For people contemplating a hip or knee replacement, the prospect of a long post-surgical recovery can be a daunting one. The grueling rehabilitation sessions, the frustration of re-learning everyday movements, the weeks of waiting to return to “normal”— it’s almost enough to make patients reconsider surgery. Now there is evidence that appropriate pre-surgical physical therapy — or “prehabilitation” — can help patients recover faster.
A recent report in the Journal of Bone & Joint Surgery found that physical therapy before total hip or total knee replacement surgery can help reduce the need for post-operative care by nearly 30 percent, saving an average of $1,215 per patient.
As a way to help patients recover faster and receive better care, The Valley Hospital in Ridgewood, NJ, has begun offering a pre-surgery physical conditioning program to help ease recovery for joint replacement patients. Valley’s “prehab” program helps joint replacement patients start the healing process even before being wheeled in for surgery.
“Prehab can help people return to a healthier, more active life sooner. It’s a great addition to our full scope of joint replacement services,” says Dr.
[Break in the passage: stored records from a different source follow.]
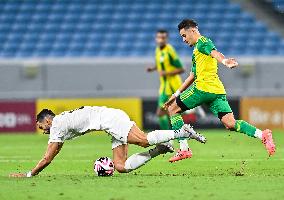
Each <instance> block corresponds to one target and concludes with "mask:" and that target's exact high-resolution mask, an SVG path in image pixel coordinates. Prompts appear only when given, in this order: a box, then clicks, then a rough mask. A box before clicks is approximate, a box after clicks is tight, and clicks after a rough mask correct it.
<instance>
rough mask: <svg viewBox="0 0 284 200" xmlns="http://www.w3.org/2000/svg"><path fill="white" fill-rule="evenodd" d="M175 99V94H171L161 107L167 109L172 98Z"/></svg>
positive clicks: (172, 98) (171, 102)
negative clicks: (173, 94) (163, 104)
mask: <svg viewBox="0 0 284 200" xmlns="http://www.w3.org/2000/svg"><path fill="white" fill-rule="evenodd" d="M175 99H176V96H175V95H172V96H171V97H170V98H169V100H168V101H167V102H166V103H165V104H164V105H163V108H164V109H165V110H167V109H168V107H169V106H170V105H171V104H172V103H173V102H174V100H175Z"/></svg>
Anthony Delfico, Director of Orthopedic Surgery at Valley.
Best of all, prehab is appropriate for all fitness levels, so anyone can participate. “Based on an initial assessment of current flexibility, range of motion, bilateral strength and functional performance, our exercise physiologists and certified athletic trainers then customize the program to meet individual patients’ needs,” explains Don Tomaszewski, M.S., ATC/L, Director of Valley’s Sports Institute/Medical Fitness/Outpatient Rehabilitation Medicine.
A typical prehab program begins about six weeks before joint surgery and includes cardiovascular conditioning, strengthening of key muscle groups, balance/posture assessment and training, and patient education. With prehab, patients typically experience the following benefits:
• Enhanced muscle strength, which helps not only the affected joint but also the surrounding muscles (which often need to compensate for a lack of full function during recovery).
• Better body mechanics, balance and mobility, which helps patients as they re-learn movements like getting out of bed or climbing stairs.
• Less pain after surgery, which makes physical rehabilitation easier and improves quality of life.
• A fitness boost, including greater stamina, confidence and motivation to recover.